Holocaust-Gedenktag am 27. Januar 2026
Aus Anlass des Holocaust-Gedenktags laden die beiden Zwingenberger Kirchengemeinden und der Arbeitskreis Zwingenberger Synagoge e.V. am 27. Januar (Dienstag) zu einem Vortrag des Kulturwissenschaftlers Dr. Christoph Schneider ein. Die Veranstaltung beginnt um 19 Uhr im Katholischen Pfarrgemeindehaus, Heidelberger Straße 18.
Der Vortrag zeichnet die Entwicklung der Eugenik vom Beginn des 20. Jahrhunderts über den Nationalsozialismus bis in die heutige Zeit nach. Der Frankfurter Wissenschaftler forscht und publiziert seit vielen Jahren zu diesem Themenkomplex. Er war bereits 2024 in Zwingenberg zu Gast, als er sein Buch „Hadamar von innen“ vorstellte, das die Geschichte der NS-„Euthanasie“ anhand von Zeugnissen Überlebender und Angehöriger erzählt.

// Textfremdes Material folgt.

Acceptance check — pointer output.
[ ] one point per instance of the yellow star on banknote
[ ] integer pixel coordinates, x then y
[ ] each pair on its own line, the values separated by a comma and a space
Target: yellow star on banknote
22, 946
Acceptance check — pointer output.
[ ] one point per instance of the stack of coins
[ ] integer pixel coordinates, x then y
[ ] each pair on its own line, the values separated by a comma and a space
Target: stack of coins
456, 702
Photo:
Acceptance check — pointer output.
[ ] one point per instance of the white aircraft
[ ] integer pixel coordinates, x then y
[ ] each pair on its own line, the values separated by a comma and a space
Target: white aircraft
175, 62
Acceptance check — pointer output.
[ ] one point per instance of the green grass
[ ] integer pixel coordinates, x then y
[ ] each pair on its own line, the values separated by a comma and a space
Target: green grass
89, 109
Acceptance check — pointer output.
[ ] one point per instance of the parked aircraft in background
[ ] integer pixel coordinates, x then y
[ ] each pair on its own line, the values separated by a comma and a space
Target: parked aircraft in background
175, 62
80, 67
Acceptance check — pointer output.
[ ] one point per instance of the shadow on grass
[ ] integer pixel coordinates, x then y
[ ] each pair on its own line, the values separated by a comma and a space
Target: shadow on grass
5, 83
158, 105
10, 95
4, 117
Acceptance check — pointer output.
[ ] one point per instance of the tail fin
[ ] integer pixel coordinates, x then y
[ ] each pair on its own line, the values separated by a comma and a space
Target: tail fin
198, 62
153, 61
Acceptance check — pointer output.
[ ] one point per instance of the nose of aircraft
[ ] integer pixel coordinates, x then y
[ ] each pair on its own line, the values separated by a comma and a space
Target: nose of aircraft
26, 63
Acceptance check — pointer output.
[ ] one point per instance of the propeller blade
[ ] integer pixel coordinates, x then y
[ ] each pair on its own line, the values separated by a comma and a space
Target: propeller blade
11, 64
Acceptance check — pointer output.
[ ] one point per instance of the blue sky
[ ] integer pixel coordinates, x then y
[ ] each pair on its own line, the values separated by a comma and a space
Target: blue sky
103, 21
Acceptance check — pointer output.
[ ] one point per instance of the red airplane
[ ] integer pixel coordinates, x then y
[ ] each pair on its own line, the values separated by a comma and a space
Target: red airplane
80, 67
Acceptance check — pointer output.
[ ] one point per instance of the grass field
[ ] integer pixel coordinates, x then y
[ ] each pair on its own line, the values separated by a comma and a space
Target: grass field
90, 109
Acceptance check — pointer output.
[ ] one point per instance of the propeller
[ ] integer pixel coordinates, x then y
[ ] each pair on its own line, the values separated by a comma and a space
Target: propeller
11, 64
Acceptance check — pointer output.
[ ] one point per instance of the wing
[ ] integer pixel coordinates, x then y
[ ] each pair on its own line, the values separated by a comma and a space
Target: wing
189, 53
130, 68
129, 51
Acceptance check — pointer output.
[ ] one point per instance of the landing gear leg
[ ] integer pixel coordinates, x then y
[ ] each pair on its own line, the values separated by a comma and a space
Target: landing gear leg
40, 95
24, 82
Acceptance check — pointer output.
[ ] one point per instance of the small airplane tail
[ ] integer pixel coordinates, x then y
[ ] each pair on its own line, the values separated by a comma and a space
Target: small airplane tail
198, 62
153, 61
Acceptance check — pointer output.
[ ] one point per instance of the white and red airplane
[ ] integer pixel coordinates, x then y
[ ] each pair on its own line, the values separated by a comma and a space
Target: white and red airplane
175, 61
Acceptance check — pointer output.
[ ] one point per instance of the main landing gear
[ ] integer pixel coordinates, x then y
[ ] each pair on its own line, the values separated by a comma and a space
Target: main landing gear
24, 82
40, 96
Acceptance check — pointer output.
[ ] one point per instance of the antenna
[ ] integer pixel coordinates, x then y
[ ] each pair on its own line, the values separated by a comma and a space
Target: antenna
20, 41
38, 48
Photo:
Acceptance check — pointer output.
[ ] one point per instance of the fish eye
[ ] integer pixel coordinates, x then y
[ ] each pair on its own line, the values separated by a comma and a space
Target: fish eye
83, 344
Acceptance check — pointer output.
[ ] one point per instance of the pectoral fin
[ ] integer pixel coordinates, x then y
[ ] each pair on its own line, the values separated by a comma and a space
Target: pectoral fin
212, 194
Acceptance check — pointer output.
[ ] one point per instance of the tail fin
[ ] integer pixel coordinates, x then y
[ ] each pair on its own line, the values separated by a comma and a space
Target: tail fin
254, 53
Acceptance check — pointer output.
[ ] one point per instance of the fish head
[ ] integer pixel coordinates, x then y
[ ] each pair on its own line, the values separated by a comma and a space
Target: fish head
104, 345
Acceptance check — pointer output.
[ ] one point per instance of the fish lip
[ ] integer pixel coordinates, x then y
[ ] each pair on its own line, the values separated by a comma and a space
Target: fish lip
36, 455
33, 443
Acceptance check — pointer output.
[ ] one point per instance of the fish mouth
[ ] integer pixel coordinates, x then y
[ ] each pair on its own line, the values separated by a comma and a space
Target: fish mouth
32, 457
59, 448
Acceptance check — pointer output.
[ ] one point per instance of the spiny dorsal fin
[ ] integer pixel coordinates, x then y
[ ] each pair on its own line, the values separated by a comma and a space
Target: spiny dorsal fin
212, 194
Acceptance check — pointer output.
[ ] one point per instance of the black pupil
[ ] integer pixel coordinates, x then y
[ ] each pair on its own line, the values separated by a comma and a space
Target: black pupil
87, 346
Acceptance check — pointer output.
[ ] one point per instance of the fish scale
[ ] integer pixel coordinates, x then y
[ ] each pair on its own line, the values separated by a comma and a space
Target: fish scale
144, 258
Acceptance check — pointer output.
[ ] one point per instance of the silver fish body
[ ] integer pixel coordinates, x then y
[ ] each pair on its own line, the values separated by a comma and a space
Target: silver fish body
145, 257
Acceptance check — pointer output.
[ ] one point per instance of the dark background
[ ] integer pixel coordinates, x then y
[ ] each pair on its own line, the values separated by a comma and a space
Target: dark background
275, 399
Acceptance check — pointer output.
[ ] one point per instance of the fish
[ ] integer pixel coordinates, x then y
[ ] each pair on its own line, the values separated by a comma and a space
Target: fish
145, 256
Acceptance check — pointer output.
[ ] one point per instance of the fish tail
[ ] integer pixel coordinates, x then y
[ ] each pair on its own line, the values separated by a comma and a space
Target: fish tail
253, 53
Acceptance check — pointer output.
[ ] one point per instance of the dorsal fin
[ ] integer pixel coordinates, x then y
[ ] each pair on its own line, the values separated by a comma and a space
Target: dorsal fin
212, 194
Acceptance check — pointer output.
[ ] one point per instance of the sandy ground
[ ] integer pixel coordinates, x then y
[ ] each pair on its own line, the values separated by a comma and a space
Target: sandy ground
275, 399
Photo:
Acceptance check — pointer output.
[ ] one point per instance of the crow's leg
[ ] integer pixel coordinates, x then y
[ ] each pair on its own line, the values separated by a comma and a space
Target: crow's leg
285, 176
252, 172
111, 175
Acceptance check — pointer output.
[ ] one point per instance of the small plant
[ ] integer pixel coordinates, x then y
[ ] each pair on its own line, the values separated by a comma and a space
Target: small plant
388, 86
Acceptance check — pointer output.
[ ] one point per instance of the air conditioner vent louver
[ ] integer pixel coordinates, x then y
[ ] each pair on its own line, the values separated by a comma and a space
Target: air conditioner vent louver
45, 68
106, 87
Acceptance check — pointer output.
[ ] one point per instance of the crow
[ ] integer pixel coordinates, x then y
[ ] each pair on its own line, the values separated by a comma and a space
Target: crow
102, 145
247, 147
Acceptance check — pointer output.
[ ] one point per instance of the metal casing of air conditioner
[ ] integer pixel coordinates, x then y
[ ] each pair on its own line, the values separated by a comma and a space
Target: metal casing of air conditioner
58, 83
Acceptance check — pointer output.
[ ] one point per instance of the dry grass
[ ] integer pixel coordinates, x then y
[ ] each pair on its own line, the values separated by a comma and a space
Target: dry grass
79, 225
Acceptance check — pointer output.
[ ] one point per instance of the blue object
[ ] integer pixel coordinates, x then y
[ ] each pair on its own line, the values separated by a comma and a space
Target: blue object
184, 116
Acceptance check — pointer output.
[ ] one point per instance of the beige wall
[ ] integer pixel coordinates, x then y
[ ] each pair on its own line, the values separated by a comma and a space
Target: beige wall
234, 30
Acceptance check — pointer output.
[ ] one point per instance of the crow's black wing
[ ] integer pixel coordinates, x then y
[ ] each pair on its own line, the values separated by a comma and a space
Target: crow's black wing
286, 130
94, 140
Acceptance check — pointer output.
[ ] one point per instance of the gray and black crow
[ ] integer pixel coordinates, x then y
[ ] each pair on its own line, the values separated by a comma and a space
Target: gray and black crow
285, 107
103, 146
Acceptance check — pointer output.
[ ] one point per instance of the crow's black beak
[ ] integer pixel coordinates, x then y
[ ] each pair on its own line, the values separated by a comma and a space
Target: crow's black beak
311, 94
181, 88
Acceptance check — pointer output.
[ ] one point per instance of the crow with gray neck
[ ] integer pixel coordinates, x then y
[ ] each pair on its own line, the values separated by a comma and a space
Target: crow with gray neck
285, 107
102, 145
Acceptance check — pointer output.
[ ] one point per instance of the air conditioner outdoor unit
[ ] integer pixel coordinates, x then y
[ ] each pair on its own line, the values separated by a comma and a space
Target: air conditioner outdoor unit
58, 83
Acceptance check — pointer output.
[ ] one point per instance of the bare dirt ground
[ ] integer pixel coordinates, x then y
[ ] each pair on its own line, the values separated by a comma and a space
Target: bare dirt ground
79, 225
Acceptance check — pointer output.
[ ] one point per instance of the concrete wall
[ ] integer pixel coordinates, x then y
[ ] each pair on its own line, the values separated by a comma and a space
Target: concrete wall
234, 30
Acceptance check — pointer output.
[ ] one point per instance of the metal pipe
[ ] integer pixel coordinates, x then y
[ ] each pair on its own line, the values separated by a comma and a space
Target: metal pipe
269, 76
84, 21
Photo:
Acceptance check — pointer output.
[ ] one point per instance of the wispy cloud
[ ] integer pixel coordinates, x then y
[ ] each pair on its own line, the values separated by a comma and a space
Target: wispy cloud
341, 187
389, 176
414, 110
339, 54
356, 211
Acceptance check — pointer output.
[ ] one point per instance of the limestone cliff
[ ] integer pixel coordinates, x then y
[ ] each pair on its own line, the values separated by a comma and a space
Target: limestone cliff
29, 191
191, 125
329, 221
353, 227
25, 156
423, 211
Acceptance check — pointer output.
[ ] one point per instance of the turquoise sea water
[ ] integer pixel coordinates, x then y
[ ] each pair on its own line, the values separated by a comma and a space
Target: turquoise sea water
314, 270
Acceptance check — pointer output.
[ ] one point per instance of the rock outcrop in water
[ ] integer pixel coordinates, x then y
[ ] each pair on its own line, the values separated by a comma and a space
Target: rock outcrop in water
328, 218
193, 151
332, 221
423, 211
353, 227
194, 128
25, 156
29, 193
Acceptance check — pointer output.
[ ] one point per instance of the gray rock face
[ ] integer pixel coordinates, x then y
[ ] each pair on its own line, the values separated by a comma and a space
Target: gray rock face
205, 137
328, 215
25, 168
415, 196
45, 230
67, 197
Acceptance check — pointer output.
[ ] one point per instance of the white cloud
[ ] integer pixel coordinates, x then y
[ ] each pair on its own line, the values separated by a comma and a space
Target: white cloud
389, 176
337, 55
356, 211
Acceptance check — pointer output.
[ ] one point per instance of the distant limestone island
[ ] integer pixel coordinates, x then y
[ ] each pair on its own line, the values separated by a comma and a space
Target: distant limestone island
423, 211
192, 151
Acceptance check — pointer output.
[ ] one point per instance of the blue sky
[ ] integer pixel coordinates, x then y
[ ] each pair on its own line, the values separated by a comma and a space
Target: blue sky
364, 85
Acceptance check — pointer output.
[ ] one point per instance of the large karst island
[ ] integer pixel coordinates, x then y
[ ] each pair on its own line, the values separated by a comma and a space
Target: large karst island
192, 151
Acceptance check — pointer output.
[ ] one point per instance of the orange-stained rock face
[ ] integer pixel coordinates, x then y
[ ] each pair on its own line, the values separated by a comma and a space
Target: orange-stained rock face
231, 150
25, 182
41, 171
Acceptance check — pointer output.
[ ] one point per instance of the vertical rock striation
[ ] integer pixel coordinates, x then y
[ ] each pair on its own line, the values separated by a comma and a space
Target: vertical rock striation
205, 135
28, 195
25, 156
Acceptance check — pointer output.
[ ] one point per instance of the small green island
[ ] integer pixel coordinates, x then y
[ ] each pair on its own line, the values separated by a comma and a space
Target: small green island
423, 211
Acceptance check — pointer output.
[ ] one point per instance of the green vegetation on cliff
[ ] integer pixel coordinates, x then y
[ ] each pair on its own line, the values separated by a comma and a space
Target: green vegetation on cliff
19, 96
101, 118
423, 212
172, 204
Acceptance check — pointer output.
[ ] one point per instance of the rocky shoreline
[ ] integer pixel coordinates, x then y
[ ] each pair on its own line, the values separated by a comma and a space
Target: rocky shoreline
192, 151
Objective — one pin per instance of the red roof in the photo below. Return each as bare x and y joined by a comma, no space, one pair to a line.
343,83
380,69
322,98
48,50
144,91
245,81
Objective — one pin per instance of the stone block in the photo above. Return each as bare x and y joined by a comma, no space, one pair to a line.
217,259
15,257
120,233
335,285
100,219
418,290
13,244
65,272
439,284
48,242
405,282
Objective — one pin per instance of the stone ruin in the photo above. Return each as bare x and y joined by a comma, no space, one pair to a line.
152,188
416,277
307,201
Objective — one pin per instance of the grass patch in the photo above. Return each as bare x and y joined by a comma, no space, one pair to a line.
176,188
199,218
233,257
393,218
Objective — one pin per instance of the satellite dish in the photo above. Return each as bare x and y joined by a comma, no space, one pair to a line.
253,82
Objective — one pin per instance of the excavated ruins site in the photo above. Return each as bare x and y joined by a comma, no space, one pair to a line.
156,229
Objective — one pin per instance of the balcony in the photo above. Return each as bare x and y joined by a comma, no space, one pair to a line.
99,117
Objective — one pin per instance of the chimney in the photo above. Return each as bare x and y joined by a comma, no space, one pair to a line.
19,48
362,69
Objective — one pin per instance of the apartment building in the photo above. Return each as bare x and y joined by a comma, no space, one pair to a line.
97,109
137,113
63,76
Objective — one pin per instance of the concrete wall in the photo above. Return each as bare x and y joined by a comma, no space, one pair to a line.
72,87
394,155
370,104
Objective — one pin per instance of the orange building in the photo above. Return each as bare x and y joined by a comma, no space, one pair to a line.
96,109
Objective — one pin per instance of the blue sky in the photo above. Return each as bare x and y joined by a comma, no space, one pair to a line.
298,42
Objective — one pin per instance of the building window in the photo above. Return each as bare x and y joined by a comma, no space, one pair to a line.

In seinem Vortrag am 27. Januar geht Christoph Schneider von der Frage aus, warum das Konzept der Eugenik zu Beginn des 20. Jahrhunderts so überaus populär werden konnte. Die Anhänger der Eugenik behaupteten, es ginge ihnen um die Qualität des Erbguts. Sie interessierten sich angesichts der Krisen ihrer Zeit nicht für das Unglück der Vielen. Not und Armut deuteten sie vielmehr als Symptome eines „biologischen Niedergangs“, den die Nation, das Volk, „die Rasse“ erleide. In den eugenischen Konzepten wurde gegen jene Gruppen in der Bevölkerung gehetzt, die als „Träger schädigender Erbmasse“ ausgemacht wurden. Letztlich zielte das auf Menschen, die als arm, schwach oder krank bewertet wurden. Dabei gelang es der Eugenik, ihren wissenschaftlichen Nimbus zu wahren, unabhängig davon, dass sich ein Nachweis für die Vererbung der als negativ bewerteten sozialen Eigenschaften nie finden ließ. Diese ideologische Steilvorlage wurde von den Nationalsozialisten aufgenommen: Bereits 1934 wurde das „Gesetz zur Verhütung erbkranken Nachwuchses“ in Kraft gesetzt, infolgedessen Hunderttausende von Menschen zwangsweise sterilisiert wurden.
Der Vortrag rekonstruiert die Ideengeschichte der Eugenik, ihre gesellschaftlichen und politischen Grundlagen sowie ihre Verbreitung in fast allen politischen Sphären – bei den Konservativen, den Sozialisten, den Kirchen. Erörtert wird auch, inwieweit die Praxis der Zwangssterilisation die wenige Jahre später einsetzenden „Euthanasie“-Morde vorbereitete.
Nach dem Zweiten Weltkrieg war das eugenische Denken samt seinem Vokabular zwar in Verruf geraten, aber nie ganz verschwunden. In aktuellen medizinethischen Debatten taucht es ebenso wieder auf wie in der Rhetorik der rechten Propaganda und in den Phantasien mancher Tech-Milliardäre.